Me too. I have managed to be friends with all but one of my exes since my first boyfriend at age 18. This one will be the second. I don't understand why, if people were friends before they became romantically involved, they can't go back to being friends after the relationship is over? I mean, of course you have to let all the wounds heal and you both have to understand that everything will remain platonic and be on the same page and all, but it's not like you lose the attributes you bonded over originally. I hate this crap. Even if we can't be friends, at least let's agree to an amicable split. you know? Sheesh.
He sounds lovely. I think this is one reason I wouldn't do that kind of thing. I hope he gets his head sorted and doesn't do anything with them.

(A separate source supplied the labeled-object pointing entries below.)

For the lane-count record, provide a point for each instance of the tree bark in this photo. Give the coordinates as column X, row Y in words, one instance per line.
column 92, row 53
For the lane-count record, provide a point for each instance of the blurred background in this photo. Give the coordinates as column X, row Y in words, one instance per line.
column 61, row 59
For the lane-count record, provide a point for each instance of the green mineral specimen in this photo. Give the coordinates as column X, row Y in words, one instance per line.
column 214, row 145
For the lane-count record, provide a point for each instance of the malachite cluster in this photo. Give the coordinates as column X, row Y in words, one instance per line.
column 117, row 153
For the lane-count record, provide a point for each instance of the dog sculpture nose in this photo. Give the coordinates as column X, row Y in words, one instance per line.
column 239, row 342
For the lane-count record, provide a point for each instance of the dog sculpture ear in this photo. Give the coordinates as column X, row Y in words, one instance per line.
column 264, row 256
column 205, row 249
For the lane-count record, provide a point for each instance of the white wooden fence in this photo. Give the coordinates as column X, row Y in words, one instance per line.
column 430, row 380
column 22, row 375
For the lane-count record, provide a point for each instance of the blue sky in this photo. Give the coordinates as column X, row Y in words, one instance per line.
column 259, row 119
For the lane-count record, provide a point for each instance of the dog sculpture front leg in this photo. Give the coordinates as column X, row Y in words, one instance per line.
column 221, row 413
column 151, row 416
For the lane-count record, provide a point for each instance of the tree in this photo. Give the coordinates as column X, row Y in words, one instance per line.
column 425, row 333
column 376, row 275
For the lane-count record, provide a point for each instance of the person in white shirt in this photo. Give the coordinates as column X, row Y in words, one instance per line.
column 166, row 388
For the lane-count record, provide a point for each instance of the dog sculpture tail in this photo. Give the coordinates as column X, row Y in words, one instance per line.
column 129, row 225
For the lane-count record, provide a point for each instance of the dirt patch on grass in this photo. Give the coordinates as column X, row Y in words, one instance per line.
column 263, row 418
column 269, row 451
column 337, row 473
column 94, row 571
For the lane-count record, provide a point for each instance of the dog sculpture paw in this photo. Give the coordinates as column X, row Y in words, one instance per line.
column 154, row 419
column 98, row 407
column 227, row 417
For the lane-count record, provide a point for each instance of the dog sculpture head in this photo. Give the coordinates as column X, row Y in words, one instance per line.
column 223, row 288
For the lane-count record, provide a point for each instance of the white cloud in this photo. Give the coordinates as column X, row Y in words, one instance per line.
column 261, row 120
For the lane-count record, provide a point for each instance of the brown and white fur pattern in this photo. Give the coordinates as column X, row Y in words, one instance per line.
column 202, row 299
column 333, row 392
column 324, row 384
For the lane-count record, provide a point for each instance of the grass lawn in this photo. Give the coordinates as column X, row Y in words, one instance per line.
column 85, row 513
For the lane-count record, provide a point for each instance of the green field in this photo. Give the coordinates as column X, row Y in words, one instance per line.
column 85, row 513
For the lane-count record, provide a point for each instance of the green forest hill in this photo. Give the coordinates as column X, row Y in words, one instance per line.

Have to wonder the reason why.
yeah i feel the same way. but maybe you have to go through this stuff before you can truly be friends. sometimes people keep things locked up and they let it out by doing what hes doing or by saying hurtful things or etc. personally its hard for me to be friends with someone i have loved before because talking to them makes me fall all over again.
thats awful that he is threatening to do this to you, he sounds like a piece of shit and you are well rid of him. sorry, i wish i had some decent advive i could give you hun
I don't mean to sound like a twonk, but it serves you right you should never, ever let anyone takes pictures of you naked, unless you want them to go on the internet. We have all heard the stories. Sorry to hear it, but you did it to yourself. Lesson learned the hard way, I bet.
Pff fuck him. That is so immature. Thats really really low. Maybe your best defense is indifference. Maybe being more like so what? Go ahead, I have nothing to be ashamed about would be better, and make it lose its effect. Thats bullshit man. You didn't hear it was her ex-FIANCE? Shit, don't tell me if you love someone and you are together that you wouldn't take photo's videos etc? I mean sure it may have been a mistake in this case but how would she have known? When you love and trust someone its different.
Well true, but if you HAD wanted to or if you did its all about trust. You trust the person you love not to do something like that too you. its not your fault if that person turns out to be a douche. I mean it would be the same as sharing intimate details about yourself. True, that person could go and tell your deepest darkest secrets, but does that mean you live only in your own head? If you love and trust them its a risk your willing to take.
It is not a risk I would be willing to take. While I may tell my partner my deepest fears or intimate details, a nude shot would not happen. They may decide to broadcast my vocal intimacies but that is far easier to deal with than to be confronted by strangers being able to access my nude pictures. It is also who else is going to at any point be able to see those that is the issue. From family to future employers. I agree with the sentiment that if you would not personally post a picture, video, then do not allow it to be taken.
Perhaps. Although some people do marry before they truly know each other, and some do that kind of thing after only a very short period of knowing one another. I for one, take a long time before I trust people with personal details etc. Also, we don't know why they broke up - what if the OP had done something to this guy and he feels it's revenge. Not saying that that would make it right, but you don't know what happens in others relationships. You hear about it all too often, where a relationship ends and the personal details are put on publicly. People often take risks too soon.
It was a mistake from the very beginning, to be in a relationship with this fellow; and it was even more of a mistake to let him takes nudes of you. I can't believe for a second that you were even the least bit careful in your choice of mate.
That's terrible! Now, what website do I have to visit to see the pictures...? LOL. Hope things work out and you learn a lesson.